Today’s rock music is really lacking the star power we saw in a lot of bands decades ago. Do you see the spirit and the energy that Jane’s had in any bands right now?
Yeah, there’s this group Starcrawler. [Arrow de Wilde] is like us. In L.A. we have this legacy of shamans, like Jim Morrison and Darby Crash. I like to consider myself as carrying that torch, but I’d like to pass that torch too. I definitely feel that Arrow is one such artist. We did a song with her that is on the box set.

Arrow is close in age to your sons. Do you see them following in dad’s footsteps?

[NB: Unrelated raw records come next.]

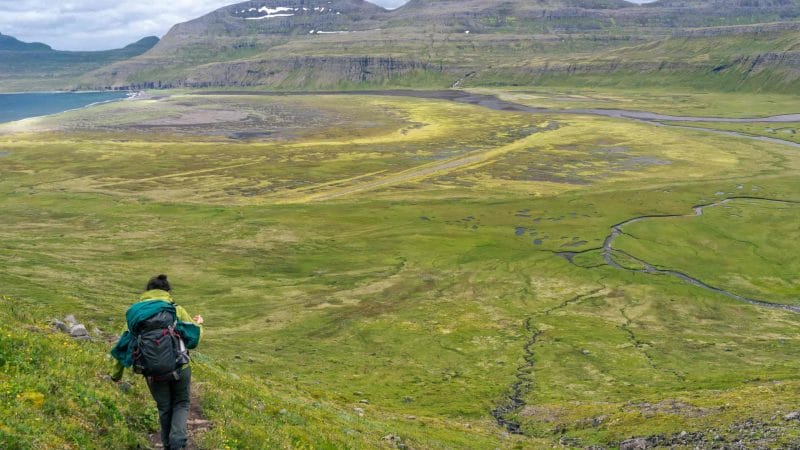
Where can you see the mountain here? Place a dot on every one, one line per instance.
(309, 44)
(9, 43)
(36, 66)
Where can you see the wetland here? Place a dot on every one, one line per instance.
(442, 267)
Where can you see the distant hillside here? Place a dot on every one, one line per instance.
(309, 44)
(36, 66)
(9, 43)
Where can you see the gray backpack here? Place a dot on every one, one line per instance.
(158, 351)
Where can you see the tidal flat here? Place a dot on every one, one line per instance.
(376, 265)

My one son is in a band that sounds like Jane’s and Joy Division, but he also has a rap crew. I listened to some of the rap crew the other day and it was really horrifying. They were talking about kicking girls in the stomach, then spitting down their throats after he beheads them, and I was like, “Oh, my God!” I thought maybe this was a thing and then did some research, and yeah, I discovered Odd Future; Tyler, the Creator; and horrorcore. I was just happy to know that existed. But then I gave my son some advice. I said, “You didn’t put it out yet, as a record, did you?” He said he did. So I said, “Did you put your name on it?” He said he did. So I said, “Dude, I get it. You think it’s funny. But get to work and write some great songs because you never know — 35 years later you could end up with a box set.”